California’s Governor signed a crypto law to protect unclaimed crypto from being forced liquidated and converted to cash before coming under the state’s custody.
California will become the first state to protect unclaimed crypto from being forced liquidated after its governor, Gavin Newsom, signed legislation. According to the Senate Bill 822, which was authored by Senator Josh Becker, unclaimed property, including digital assets like Bitcoins and Ethereum, should be treated with the same legal framework that governs bank accounts and securities.
This bill, which passed unanimously through both chambers last month before being signed by Newsom, clarifies that digital assets are a form of intangible property governed by the Unclaimed Property law. This law brought much clarity and guidance to the state on how it should handle crypto assets that have been dormant for more than three years, even after multiple contact attempts had failed.
“Earlier versions of the bill would have required exchanges, custodians, and wallet providers to forcibly liquidate customers’ digital financial assets before transferring them to the State Controller’s Office—effectively creating a taxable event for consumers without their knowledge or consent,” Joe Ciccolo, Executive Director of California Blockchain Advocacy Coalition, told a prominent media outlet.

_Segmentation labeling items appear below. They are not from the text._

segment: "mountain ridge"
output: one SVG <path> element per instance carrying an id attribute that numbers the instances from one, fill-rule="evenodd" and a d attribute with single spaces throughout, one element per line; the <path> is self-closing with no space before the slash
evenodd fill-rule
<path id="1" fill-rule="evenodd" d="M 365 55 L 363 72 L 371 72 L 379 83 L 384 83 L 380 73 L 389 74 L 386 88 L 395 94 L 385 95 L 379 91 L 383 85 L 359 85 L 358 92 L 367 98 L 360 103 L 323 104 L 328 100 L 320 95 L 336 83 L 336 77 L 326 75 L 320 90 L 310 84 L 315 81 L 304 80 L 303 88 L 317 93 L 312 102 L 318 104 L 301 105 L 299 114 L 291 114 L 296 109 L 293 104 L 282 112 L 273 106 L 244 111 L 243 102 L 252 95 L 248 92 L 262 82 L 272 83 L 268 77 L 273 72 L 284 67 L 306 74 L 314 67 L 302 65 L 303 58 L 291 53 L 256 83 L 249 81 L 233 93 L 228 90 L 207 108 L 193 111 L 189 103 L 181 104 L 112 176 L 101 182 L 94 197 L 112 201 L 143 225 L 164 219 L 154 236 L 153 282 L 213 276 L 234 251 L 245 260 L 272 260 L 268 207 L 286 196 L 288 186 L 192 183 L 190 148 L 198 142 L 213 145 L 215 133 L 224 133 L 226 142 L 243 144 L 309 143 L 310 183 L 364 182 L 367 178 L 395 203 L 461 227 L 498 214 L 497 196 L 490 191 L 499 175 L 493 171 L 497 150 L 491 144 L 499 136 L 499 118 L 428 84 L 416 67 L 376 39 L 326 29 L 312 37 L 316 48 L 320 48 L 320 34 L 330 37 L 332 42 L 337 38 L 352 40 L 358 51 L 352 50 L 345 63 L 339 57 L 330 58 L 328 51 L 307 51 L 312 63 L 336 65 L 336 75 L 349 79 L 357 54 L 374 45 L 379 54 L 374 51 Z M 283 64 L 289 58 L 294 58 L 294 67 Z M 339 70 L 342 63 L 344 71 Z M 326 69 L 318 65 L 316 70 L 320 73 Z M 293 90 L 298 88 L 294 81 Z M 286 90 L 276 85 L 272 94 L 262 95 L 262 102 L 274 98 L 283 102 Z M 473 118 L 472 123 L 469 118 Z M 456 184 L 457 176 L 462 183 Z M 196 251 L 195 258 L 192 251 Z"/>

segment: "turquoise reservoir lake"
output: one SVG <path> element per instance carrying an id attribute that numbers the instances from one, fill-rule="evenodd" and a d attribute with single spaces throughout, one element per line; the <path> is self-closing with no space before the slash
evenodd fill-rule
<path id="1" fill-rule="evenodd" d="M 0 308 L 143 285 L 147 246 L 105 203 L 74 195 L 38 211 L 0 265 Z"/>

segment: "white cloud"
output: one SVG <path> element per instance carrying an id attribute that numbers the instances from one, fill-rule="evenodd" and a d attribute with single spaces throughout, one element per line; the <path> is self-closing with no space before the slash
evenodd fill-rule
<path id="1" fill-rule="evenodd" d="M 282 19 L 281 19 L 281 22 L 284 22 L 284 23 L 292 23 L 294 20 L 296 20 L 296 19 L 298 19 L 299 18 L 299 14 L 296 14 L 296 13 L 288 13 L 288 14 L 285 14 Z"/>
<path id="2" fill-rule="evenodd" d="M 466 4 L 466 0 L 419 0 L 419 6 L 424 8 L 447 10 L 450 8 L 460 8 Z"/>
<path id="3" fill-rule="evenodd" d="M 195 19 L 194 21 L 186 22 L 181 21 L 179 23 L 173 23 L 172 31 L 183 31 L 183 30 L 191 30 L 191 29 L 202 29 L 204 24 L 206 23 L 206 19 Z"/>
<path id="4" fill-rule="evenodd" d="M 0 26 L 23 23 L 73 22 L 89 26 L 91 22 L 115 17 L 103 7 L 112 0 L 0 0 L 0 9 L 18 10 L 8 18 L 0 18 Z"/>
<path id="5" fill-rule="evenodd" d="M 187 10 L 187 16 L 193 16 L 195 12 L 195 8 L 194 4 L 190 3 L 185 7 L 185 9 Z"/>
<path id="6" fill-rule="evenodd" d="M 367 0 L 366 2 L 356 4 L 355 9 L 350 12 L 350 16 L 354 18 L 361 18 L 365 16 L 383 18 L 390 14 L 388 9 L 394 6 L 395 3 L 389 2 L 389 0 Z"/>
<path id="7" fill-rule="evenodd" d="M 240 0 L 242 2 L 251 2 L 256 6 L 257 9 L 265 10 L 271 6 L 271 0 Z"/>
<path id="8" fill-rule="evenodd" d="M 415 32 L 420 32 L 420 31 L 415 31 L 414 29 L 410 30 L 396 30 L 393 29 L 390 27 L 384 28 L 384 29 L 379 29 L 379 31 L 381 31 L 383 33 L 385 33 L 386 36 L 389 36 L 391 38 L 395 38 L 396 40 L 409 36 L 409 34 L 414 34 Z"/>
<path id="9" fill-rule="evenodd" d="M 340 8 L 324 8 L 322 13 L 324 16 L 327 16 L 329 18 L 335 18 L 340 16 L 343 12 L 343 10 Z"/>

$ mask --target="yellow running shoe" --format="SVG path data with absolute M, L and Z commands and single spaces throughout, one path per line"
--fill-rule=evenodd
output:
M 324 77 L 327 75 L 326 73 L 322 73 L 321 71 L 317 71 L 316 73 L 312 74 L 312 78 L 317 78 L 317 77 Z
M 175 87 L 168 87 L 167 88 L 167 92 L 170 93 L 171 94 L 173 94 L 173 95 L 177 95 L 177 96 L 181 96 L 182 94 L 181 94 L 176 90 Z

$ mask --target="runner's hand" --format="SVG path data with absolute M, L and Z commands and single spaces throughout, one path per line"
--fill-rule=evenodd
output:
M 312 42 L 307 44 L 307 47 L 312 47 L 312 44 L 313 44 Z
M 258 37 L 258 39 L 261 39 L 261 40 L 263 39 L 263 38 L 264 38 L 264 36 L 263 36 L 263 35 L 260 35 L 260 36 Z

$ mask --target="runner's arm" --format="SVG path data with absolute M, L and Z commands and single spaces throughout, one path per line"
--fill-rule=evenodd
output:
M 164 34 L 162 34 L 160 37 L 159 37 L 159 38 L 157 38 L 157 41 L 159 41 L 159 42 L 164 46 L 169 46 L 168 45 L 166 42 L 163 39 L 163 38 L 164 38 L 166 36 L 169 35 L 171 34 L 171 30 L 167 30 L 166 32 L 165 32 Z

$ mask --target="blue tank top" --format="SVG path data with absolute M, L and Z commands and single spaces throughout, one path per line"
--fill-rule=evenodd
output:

Furthermore, the bill requires the holder of the financial asset to inform the owner of the digital asset 6-12 months before reporting via a Controller-approved form. After the escheatment period is completed, the SB833 specifically says that the holders of the digital asset must transfer the exact asset, the private keys, and the amount in its form–unliquidated, to the controllers within 30 days after the final reporting date.